Bronchoalveolar lavage has been widely used to sample the lower respiratory tract. Most of the material recovered with this technique represents alveolar contents. A number of modifications have been suggested in order to obtain samples relatively enriched for bronchial material. In order to be able to use a standard technique for bronchoalveolar lavage to sample both airways and "routine" alveolar material, a simple modification of the technique as described by Reynolds and Newball was used: five sequential 20-ml aliquots were infused into the lower respiratory tract, and each aliquot was immediately aspirated. The return from the first aliquot was processed separately from the return from the subsequent four aliquots. These last four aliquots were pooled. Analysis of the first aliquot revealed it to be enriched for ciliated epithelial cells when compared with the subsequent aliquots. There were also differences in inflammatory cell composition with the bronchial sample containing relatively more neutrophils and relatively less lymphocytes.
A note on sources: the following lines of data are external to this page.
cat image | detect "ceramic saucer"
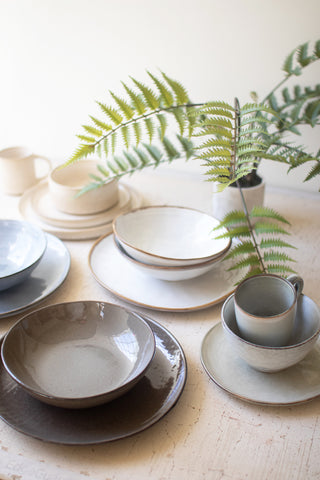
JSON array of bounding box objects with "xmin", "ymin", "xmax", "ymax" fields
[
  {"xmin": 201, "ymin": 302, "xmax": 320, "ymax": 406},
  {"xmin": 0, "ymin": 233, "xmax": 70, "ymax": 318},
  {"xmin": 19, "ymin": 184, "xmax": 143, "ymax": 240},
  {"xmin": 89, "ymin": 234, "xmax": 246, "ymax": 312},
  {"xmin": 0, "ymin": 318, "xmax": 187, "ymax": 445},
  {"xmin": 30, "ymin": 182, "xmax": 131, "ymax": 228}
]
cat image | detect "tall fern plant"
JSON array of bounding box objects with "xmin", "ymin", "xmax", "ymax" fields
[{"xmin": 65, "ymin": 40, "xmax": 320, "ymax": 282}]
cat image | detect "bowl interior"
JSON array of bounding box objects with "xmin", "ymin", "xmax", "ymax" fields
[
  {"xmin": 1, "ymin": 301, "xmax": 155, "ymax": 399},
  {"xmin": 0, "ymin": 220, "xmax": 47, "ymax": 278},
  {"xmin": 223, "ymin": 294, "xmax": 320, "ymax": 350},
  {"xmin": 113, "ymin": 206, "xmax": 230, "ymax": 260}
]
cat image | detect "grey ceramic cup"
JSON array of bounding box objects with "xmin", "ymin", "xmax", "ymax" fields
[{"xmin": 234, "ymin": 274, "xmax": 303, "ymax": 347}]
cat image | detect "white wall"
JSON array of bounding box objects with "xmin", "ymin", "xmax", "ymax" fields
[{"xmin": 0, "ymin": 0, "xmax": 320, "ymax": 190}]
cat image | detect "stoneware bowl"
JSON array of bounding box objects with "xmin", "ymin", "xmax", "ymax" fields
[
  {"xmin": 113, "ymin": 206, "xmax": 231, "ymax": 267},
  {"xmin": 221, "ymin": 294, "xmax": 320, "ymax": 372},
  {"xmin": 1, "ymin": 301, "xmax": 155, "ymax": 408},
  {"xmin": 48, "ymin": 160, "xmax": 119, "ymax": 215},
  {"xmin": 114, "ymin": 238, "xmax": 226, "ymax": 282},
  {"xmin": 0, "ymin": 220, "xmax": 47, "ymax": 290}
]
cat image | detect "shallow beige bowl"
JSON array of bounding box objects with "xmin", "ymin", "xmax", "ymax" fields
[
  {"xmin": 114, "ymin": 237, "xmax": 227, "ymax": 282},
  {"xmin": 48, "ymin": 160, "xmax": 119, "ymax": 215},
  {"xmin": 113, "ymin": 206, "xmax": 231, "ymax": 267},
  {"xmin": 221, "ymin": 294, "xmax": 320, "ymax": 372},
  {"xmin": 1, "ymin": 301, "xmax": 155, "ymax": 408}
]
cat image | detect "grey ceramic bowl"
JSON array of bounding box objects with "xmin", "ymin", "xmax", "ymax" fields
[
  {"xmin": 221, "ymin": 294, "xmax": 320, "ymax": 372},
  {"xmin": 1, "ymin": 301, "xmax": 155, "ymax": 408},
  {"xmin": 0, "ymin": 220, "xmax": 47, "ymax": 291}
]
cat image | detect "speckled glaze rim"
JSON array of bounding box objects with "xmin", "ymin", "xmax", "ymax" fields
[{"xmin": 112, "ymin": 205, "xmax": 231, "ymax": 263}]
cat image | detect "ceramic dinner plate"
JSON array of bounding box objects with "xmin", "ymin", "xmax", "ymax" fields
[
  {"xmin": 31, "ymin": 182, "xmax": 131, "ymax": 228},
  {"xmin": 19, "ymin": 182, "xmax": 143, "ymax": 240},
  {"xmin": 0, "ymin": 319, "xmax": 187, "ymax": 445},
  {"xmin": 201, "ymin": 323, "xmax": 320, "ymax": 406},
  {"xmin": 89, "ymin": 234, "xmax": 241, "ymax": 312},
  {"xmin": 0, "ymin": 233, "xmax": 70, "ymax": 319}
]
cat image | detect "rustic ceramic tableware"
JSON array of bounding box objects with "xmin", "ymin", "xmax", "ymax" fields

Aspiration during transoral bronchoscopy was documented by quantifying salivary amylase in the bronchial and alveolar lavage fluids. It was estimated, however, that the aspiration was not of quantitative significance in the vast majority of subjects studied. Finally, with the technique of fractional processing of bronchoalveolar lavage samples, it was possible to compare the protein concentrations in bronchial and alveolar lavages. Most prominent among the differences was a marked relative enrichment in the bronchial samples for immunoglobulin A. The technique of fractional processing of bronchoalveolar lavage samples provides a simple means to obtain samples enriched for bronchial and alveolar components. This should facilitate analysis of lower respiratory tract specimens in airway disease.